Ich habe einige Ordner auf die ich per Gruppe lokale user und ldap user berechtigen will.

Soweit ich das bis jetzt weiss, kann ich in einer ldap Gruppe keine lokalen User integrieren und in einer lokalen Gruppe keine ldap user hinzufügen.

Ich habe einen Ordner /stuff in welchem meine Fotos und Filme liegen.

Meine user aus dem ldap sollen hier zugriff bekommen.

Da ich um meine Bilder im Netzwerk zu streamen mediatomb verwende, benötigt der mediatomb user (welche nur lokal existiert) auch rechte in diesem Verzeichnis, ich möchte aber nur Rechte für user und Gruppen und nicht für others vergeben.

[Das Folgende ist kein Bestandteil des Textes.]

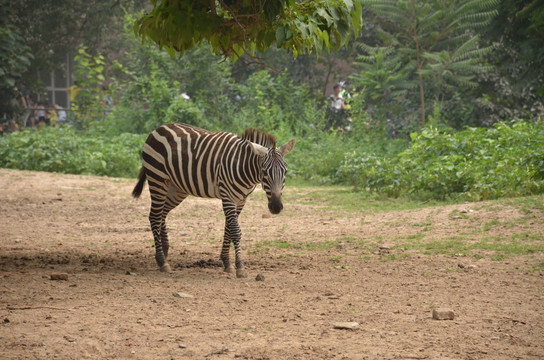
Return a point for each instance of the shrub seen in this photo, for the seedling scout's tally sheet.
(61, 149)
(474, 164)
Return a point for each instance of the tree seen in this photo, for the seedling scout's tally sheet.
(15, 59)
(435, 42)
(236, 29)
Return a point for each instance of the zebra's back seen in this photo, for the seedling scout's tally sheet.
(188, 156)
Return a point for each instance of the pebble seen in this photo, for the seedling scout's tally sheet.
(182, 295)
(59, 276)
(346, 325)
(443, 314)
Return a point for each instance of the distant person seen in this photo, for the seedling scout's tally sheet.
(41, 114)
(61, 114)
(338, 114)
(28, 114)
(73, 92)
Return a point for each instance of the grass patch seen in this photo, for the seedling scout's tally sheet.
(344, 198)
(266, 245)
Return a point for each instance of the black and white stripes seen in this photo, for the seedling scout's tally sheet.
(181, 160)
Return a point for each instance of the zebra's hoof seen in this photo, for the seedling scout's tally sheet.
(241, 273)
(166, 268)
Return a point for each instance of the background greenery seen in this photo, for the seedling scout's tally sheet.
(446, 111)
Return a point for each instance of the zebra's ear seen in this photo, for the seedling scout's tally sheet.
(258, 149)
(287, 147)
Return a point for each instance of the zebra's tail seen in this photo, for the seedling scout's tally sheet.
(140, 185)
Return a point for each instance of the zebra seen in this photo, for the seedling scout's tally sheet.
(179, 160)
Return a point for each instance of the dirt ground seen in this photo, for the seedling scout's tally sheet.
(320, 266)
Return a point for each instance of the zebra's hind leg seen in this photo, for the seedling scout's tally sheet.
(158, 193)
(225, 256)
(173, 199)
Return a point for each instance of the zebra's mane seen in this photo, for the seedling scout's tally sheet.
(260, 137)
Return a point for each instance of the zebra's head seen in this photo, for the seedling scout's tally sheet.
(273, 171)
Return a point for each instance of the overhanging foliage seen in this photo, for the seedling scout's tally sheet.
(240, 27)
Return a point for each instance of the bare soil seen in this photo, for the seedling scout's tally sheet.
(320, 266)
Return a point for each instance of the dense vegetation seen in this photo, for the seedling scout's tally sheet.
(438, 120)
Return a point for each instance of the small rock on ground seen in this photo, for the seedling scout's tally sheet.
(346, 325)
(443, 314)
(59, 276)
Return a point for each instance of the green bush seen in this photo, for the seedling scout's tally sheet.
(61, 149)
(474, 164)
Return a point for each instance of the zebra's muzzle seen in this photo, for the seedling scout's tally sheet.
(275, 205)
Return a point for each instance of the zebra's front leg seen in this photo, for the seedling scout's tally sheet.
(232, 234)
(164, 240)
(156, 227)
(225, 256)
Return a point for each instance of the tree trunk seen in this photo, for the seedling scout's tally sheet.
(419, 62)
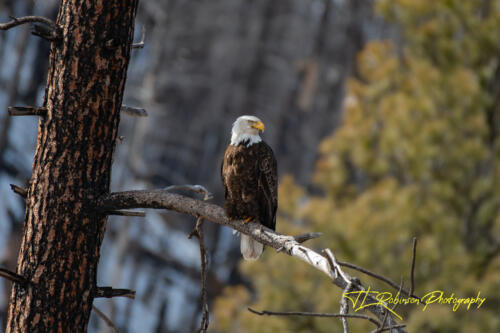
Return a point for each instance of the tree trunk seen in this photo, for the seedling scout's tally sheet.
(72, 167)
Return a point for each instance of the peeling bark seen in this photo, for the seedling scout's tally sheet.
(72, 166)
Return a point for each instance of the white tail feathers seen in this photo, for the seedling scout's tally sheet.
(251, 249)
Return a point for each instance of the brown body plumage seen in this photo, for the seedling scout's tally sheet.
(250, 180)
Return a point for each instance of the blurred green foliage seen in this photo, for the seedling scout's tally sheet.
(417, 154)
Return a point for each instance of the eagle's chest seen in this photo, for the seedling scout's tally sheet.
(242, 163)
(241, 171)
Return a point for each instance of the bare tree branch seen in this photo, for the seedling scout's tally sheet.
(192, 188)
(307, 236)
(382, 278)
(105, 318)
(19, 190)
(26, 111)
(314, 314)
(126, 213)
(109, 292)
(14, 277)
(53, 31)
(198, 232)
(162, 199)
(136, 112)
(412, 272)
(140, 45)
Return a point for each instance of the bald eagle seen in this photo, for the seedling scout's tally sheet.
(250, 177)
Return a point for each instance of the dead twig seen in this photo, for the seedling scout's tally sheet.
(161, 199)
(109, 292)
(26, 111)
(132, 111)
(377, 276)
(344, 306)
(198, 232)
(126, 213)
(314, 314)
(307, 236)
(193, 188)
(14, 277)
(140, 45)
(19, 190)
(50, 31)
(412, 271)
(105, 319)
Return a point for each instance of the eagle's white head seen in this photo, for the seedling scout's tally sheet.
(246, 128)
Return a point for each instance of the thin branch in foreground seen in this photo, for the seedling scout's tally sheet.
(388, 328)
(126, 213)
(193, 188)
(307, 236)
(109, 292)
(336, 267)
(27, 19)
(412, 271)
(344, 306)
(161, 199)
(132, 111)
(51, 31)
(26, 111)
(377, 276)
(302, 238)
(19, 190)
(314, 314)
(198, 232)
(14, 277)
(140, 45)
(106, 319)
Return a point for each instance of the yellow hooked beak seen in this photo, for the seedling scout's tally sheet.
(259, 125)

Mich interessiert was hier die gängige Praxis ist um so etwas zu realisieren?

Mir fallen folgende Möglichkeiten ein, wovon ich nicht weiss was wohl die beste wäre.

1. Ich lege den mediatomb user auch im ldap an, wobei ich mich dann frage was mit einem anderen Linux system ist, welches mit der selben id aber einen anderen user identifiziert.

2. Ich lösche / deaktiviere den lokalen mediatomb user und lege einen neuen mediatomb user mit einer id > 1000 an und passe die init scripte an, das der daemon mit diesem user läuft.

Danke für jede Hilfe!

Gruß morlix

----------